For Democrats, the current paradigm is a boon, politically. The party hailed the passage of the IRA as a major victory they plan to capitalize on moving into the midterms. They argue that uniform Republican opposition to the bill was hypocrisy — Trump once championed several of its provisions. They view the popularity of the IRA and absence of sustained pushback as a guarantee that this won’t be an electoral albatross like Obamacare was for the party in 2010.

“You’re not having town halls with people screaming about Medicare drug negotiations. It’s very hard to object to a bill that invests a lot of money in clean energy,” said Matt Bennett, the executive vice president for public affairs at the Democratic centrist think tank Third Way.

Republicans argue that the bill will prove more beneficial to them in November, specifically the provision to hire and retain more IRS agents. And they quibble with the idea that the right wasn’t outraged or organized, arguing that the bill was pared back precisely as a result of activist pushback. Far from being two separate threads, they see the IRA and the Mar-a-Lago search as intertwined.

“The timing of the bill happening the same week as the former president’s residence was raided, and you had the split screen of, well, if they could do that to him, they could do that to you, and here’s this bill with 87,000 IRS agents being funded,” said Jessica Anderson, the executive director of the conservative Heritage Action for America. “I think we’re going to look back and see that it really lit a match for people with the distrust for government at an all-time high.”

I don’t doubt that they will be able to tie all that up together, no matter how absurd it is. But they are fooling themselves if they think it means anything more than “Trump, Trump, Trump.” This is the man who has refused to release his tax returns and said on national TV that avoiding paying taxes makes him smart.

But others in the party conceded that policy fights are no longer driving activism, at least to the degree they once did.In a Twitter thread, Brian Riedl, an economist with the conservative-leaning Manhattan Institute, said the right’s more recent apathy on economic policy “is partially a focus on culture & troll wars, partly a post-Trump identity crisis. And a lot of Democrats simply learning to avoid the economic policy prescriptions that most drive conservative rebellions.”

The money flow may tell an even more compelling story about a grassroots movement more geared toward Trump than congressional Republicans.

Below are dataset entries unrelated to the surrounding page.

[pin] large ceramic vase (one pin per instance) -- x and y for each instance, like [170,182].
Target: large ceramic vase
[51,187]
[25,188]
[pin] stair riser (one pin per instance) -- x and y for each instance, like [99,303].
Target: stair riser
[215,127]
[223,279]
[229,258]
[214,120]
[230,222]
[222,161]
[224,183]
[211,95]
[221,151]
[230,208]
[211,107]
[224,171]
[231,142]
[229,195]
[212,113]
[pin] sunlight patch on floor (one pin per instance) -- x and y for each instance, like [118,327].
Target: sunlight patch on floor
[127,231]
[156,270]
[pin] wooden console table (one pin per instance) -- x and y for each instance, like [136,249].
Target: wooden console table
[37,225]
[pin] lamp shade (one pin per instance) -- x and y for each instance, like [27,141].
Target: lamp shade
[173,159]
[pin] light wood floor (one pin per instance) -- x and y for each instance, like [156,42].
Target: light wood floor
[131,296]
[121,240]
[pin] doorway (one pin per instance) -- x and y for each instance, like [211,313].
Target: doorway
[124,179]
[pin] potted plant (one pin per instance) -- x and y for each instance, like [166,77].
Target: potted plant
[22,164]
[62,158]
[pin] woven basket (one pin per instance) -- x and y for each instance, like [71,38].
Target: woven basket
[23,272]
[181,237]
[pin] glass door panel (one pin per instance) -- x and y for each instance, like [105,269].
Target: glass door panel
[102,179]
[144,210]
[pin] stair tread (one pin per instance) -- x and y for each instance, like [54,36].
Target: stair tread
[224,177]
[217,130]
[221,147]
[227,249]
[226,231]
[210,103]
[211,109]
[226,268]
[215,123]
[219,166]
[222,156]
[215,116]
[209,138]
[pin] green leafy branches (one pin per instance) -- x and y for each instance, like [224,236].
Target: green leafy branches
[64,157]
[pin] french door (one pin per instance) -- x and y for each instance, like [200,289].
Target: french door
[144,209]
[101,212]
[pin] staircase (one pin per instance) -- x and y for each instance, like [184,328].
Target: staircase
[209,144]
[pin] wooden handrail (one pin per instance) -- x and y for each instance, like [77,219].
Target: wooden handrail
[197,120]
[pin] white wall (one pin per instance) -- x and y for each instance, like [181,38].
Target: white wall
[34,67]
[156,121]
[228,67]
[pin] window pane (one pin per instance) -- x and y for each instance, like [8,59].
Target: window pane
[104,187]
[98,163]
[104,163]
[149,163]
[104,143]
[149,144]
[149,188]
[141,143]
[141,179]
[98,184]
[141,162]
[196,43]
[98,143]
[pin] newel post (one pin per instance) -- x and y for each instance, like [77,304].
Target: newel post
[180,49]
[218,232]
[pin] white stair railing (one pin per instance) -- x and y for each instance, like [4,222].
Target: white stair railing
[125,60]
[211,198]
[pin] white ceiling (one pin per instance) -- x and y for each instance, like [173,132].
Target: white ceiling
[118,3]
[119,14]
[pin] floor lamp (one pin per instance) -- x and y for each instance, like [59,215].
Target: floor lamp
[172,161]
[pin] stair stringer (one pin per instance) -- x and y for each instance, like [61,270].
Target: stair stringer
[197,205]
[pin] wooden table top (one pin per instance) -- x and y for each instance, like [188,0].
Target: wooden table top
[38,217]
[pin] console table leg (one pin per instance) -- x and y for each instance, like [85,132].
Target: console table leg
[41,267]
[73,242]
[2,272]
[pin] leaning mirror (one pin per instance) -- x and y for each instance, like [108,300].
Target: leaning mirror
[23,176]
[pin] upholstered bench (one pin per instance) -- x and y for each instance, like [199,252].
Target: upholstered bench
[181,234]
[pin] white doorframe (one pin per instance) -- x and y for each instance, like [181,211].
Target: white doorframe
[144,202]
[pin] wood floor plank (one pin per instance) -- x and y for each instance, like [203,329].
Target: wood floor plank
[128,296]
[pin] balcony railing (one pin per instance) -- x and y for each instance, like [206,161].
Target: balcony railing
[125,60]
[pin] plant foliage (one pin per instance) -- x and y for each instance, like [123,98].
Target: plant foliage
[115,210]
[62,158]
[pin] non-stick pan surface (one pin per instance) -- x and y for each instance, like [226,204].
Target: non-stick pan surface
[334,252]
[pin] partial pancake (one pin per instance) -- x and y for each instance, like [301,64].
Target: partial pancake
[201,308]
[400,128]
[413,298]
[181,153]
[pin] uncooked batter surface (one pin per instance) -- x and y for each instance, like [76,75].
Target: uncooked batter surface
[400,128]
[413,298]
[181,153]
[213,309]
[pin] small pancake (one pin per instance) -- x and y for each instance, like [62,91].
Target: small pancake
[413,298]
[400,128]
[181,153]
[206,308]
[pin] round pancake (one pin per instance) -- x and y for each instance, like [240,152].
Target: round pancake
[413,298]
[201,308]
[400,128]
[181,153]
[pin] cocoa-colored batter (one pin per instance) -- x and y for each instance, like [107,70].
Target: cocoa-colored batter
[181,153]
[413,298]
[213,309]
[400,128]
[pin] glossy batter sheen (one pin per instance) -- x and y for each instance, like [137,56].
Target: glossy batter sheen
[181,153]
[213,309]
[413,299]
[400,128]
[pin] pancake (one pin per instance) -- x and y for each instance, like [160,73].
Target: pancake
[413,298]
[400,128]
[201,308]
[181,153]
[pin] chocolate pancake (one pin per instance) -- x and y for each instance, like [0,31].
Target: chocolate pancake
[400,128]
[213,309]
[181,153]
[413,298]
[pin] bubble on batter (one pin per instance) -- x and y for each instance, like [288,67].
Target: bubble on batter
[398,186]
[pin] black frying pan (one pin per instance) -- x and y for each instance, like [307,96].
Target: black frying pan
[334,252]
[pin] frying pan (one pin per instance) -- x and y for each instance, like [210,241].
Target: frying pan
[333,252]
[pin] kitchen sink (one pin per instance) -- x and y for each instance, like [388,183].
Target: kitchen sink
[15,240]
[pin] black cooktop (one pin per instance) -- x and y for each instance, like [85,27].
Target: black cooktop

In the wake of the FBI’s search of Trump’s home, Trump’s Save America PAC reportedly raked in millions in the following days, according to The Washington Post. Elsewhere, meanwhile, the main Republicans running in marquee Senate races have struggled to build small-dollar donor networks, forcing the National Republican Senatorial Committee to slash ad spending and campaigns and operatives to panic.

GOP candidates have had a terrible time raising money this cycle and it’s largely because of you-know-who:

Those figures, combined with Trump’s continued fundraising success, suggest that much of the conservative grassroots energy remains behind the former president, and not the other members of his party. The passage of Biden’s signature bill hasn’t changed that dynamic, even as Republicans have vowed to campaign against the IRA as they head into the November midterm election.

“It’s one of those bills that is going to get more and more unpopular the more that people learn about it,” predicted Rep. Jim Banks, chair of the Republican Study Committee, who led efforts to educate GOP House members on the IRA before it was passed. “The more the voters learn about it before election day, the more severe the consequences will be.

Good luck.Orange Julius Caesar wants it to be all about him and so it will be. Do they think he cares about them?